WINTER
2024
Dimitris Papaioannou - Alexis Bistikas

The red marks on your skin

It was spring. A soothing time for the soul. TV screens glowed inside living rooms, imitating the sky. Birds were in fashion, and during sales season, plastic bags rustled with the sound of feathers on busy streets. “Now that the outdoor cinemas are blooming,” the healthy lovers said, “let’s go to the corner and get a hotdog and a hotdog.“

  

Patterns appeared on fabrics. They blinked in wonder.

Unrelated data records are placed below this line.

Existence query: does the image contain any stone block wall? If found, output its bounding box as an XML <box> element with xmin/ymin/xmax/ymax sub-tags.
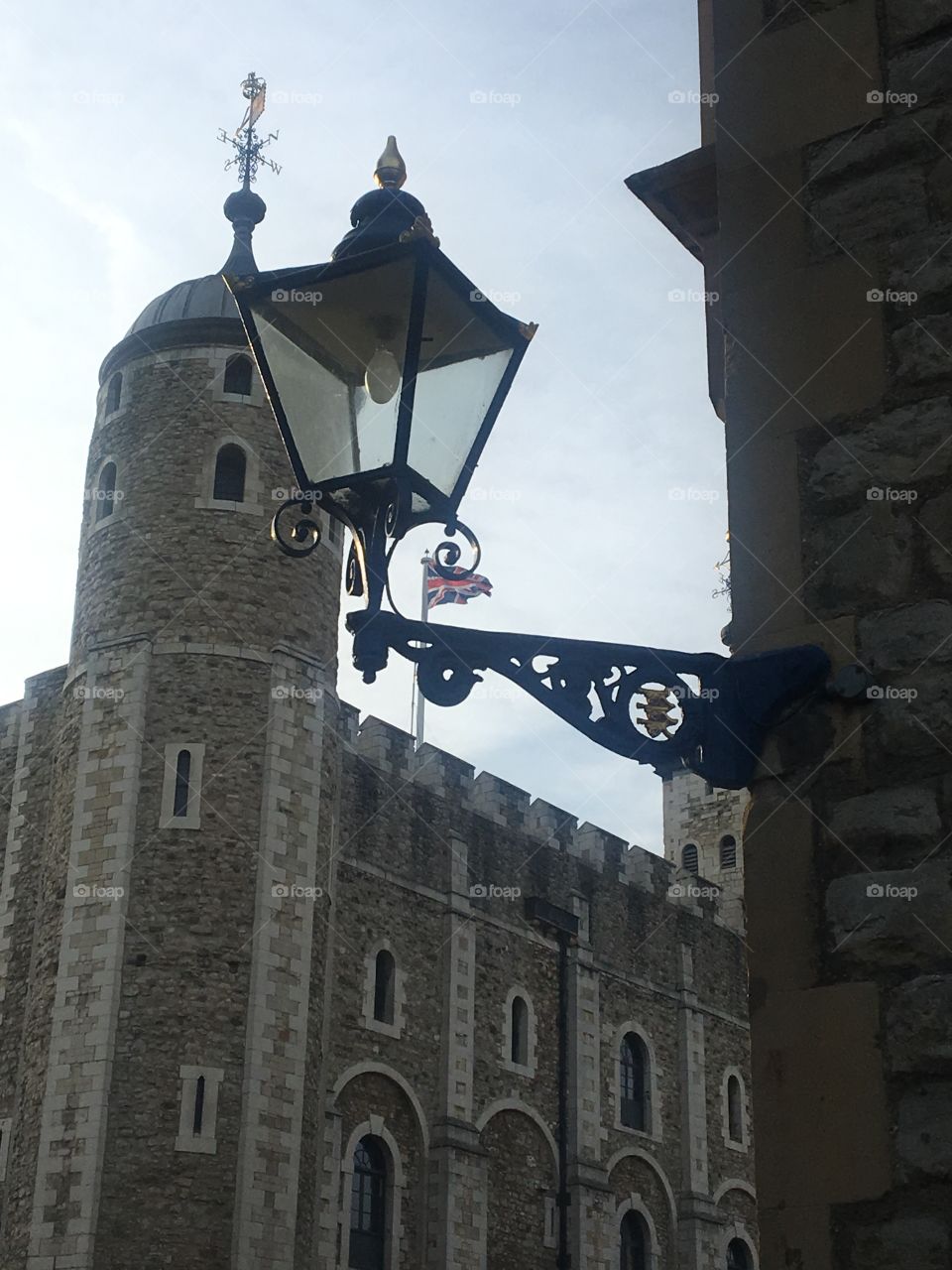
<box><xmin>640</xmin><ymin>0</ymin><xmax>952</xmax><ymax>1270</ymax></box>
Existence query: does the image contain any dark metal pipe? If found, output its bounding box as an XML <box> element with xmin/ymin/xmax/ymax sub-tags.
<box><xmin>556</xmin><ymin>931</ymin><xmax>571</xmax><ymax>1270</ymax></box>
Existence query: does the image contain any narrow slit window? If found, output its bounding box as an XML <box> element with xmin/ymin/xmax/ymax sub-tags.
<box><xmin>618</xmin><ymin>1033</ymin><xmax>649</xmax><ymax>1133</ymax></box>
<box><xmin>172</xmin><ymin>749</ymin><xmax>191</xmax><ymax>818</ymax></box>
<box><xmin>620</xmin><ymin>1211</ymin><xmax>649</xmax><ymax>1270</ymax></box>
<box><xmin>373</xmin><ymin>949</ymin><xmax>396</xmax><ymax>1024</ymax></box>
<box><xmin>191</xmin><ymin>1076</ymin><xmax>204</xmax><ymax>1133</ymax></box>
<box><xmin>212</xmin><ymin>444</ymin><xmax>248</xmax><ymax>503</ymax></box>
<box><xmin>727</xmin><ymin>1239</ymin><xmax>754</xmax><ymax>1270</ymax></box>
<box><xmin>105</xmin><ymin>371</ymin><xmax>122</xmax><ymax>414</ymax></box>
<box><xmin>727</xmin><ymin>1076</ymin><xmax>744</xmax><ymax>1143</ymax></box>
<box><xmin>348</xmin><ymin>1135</ymin><xmax>389</xmax><ymax>1270</ymax></box>
<box><xmin>95</xmin><ymin>459</ymin><xmax>115</xmax><ymax>522</ymax></box>
<box><xmin>509</xmin><ymin>997</ymin><xmax>530</xmax><ymax>1067</ymax></box>
<box><xmin>225</xmin><ymin>355</ymin><xmax>251</xmax><ymax>396</ymax></box>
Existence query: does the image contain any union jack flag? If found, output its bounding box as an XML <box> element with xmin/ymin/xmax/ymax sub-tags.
<box><xmin>426</xmin><ymin>562</ymin><xmax>493</xmax><ymax>608</ymax></box>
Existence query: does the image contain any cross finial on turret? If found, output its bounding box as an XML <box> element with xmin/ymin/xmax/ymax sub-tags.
<box><xmin>218</xmin><ymin>71</ymin><xmax>281</xmax><ymax>278</ymax></box>
<box><xmin>218</xmin><ymin>71</ymin><xmax>281</xmax><ymax>190</ymax></box>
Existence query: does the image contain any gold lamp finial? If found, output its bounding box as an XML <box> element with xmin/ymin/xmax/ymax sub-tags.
<box><xmin>373</xmin><ymin>137</ymin><xmax>407</xmax><ymax>190</ymax></box>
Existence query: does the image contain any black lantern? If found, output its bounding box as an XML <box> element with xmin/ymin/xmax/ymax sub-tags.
<box><xmin>228</xmin><ymin>137</ymin><xmax>535</xmax><ymax>629</ymax></box>
<box><xmin>226</xmin><ymin>132</ymin><xmax>830</xmax><ymax>788</ymax></box>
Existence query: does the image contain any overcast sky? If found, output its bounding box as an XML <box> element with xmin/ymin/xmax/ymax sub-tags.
<box><xmin>0</xmin><ymin>0</ymin><xmax>729</xmax><ymax>849</ymax></box>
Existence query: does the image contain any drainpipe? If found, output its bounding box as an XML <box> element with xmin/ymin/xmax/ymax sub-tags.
<box><xmin>526</xmin><ymin>897</ymin><xmax>579</xmax><ymax>1270</ymax></box>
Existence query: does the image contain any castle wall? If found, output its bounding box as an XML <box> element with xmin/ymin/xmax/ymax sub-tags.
<box><xmin>314</xmin><ymin>720</ymin><xmax>756</xmax><ymax>1270</ymax></box>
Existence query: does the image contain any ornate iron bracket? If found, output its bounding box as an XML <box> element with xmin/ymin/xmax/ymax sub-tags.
<box><xmin>346</xmin><ymin>611</ymin><xmax>830</xmax><ymax>789</ymax></box>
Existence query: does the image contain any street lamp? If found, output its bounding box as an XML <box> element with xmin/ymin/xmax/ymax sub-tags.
<box><xmin>226</xmin><ymin>137</ymin><xmax>829</xmax><ymax>789</ymax></box>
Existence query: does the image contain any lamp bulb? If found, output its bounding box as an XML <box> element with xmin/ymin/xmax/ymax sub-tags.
<box><xmin>363</xmin><ymin>348</ymin><xmax>400</xmax><ymax>405</ymax></box>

But Billy, the rebel bug-catcher, had nowhere to go.

  

Soothing spring was not for him. His expiration date was printed on his sleeve.

He went by the highway where drunk boys were selling themselves and heard the truck drivers pull down their zippers and say, “No condom. I no believe this AIDS. Is propagada”.

  

And he saw the famous “Cavity Sisters” beat them up with their wigs and spray their unconscious bodies.

  

The rebel bug-catcher shook his head in sadness and remembered a place he could go. “There’s a café for bums and thieves,” they had once told him. He sadly headed for the port. When he got there, he made his own coffee because everyone was out working.
After drinking that horrible brew, he left without shutting the door.

  

He walked the empty streets until he found a cryground with tire swings and entered.

  

While he was on the seesaw alone, a man appeared, a sight for sore eyes.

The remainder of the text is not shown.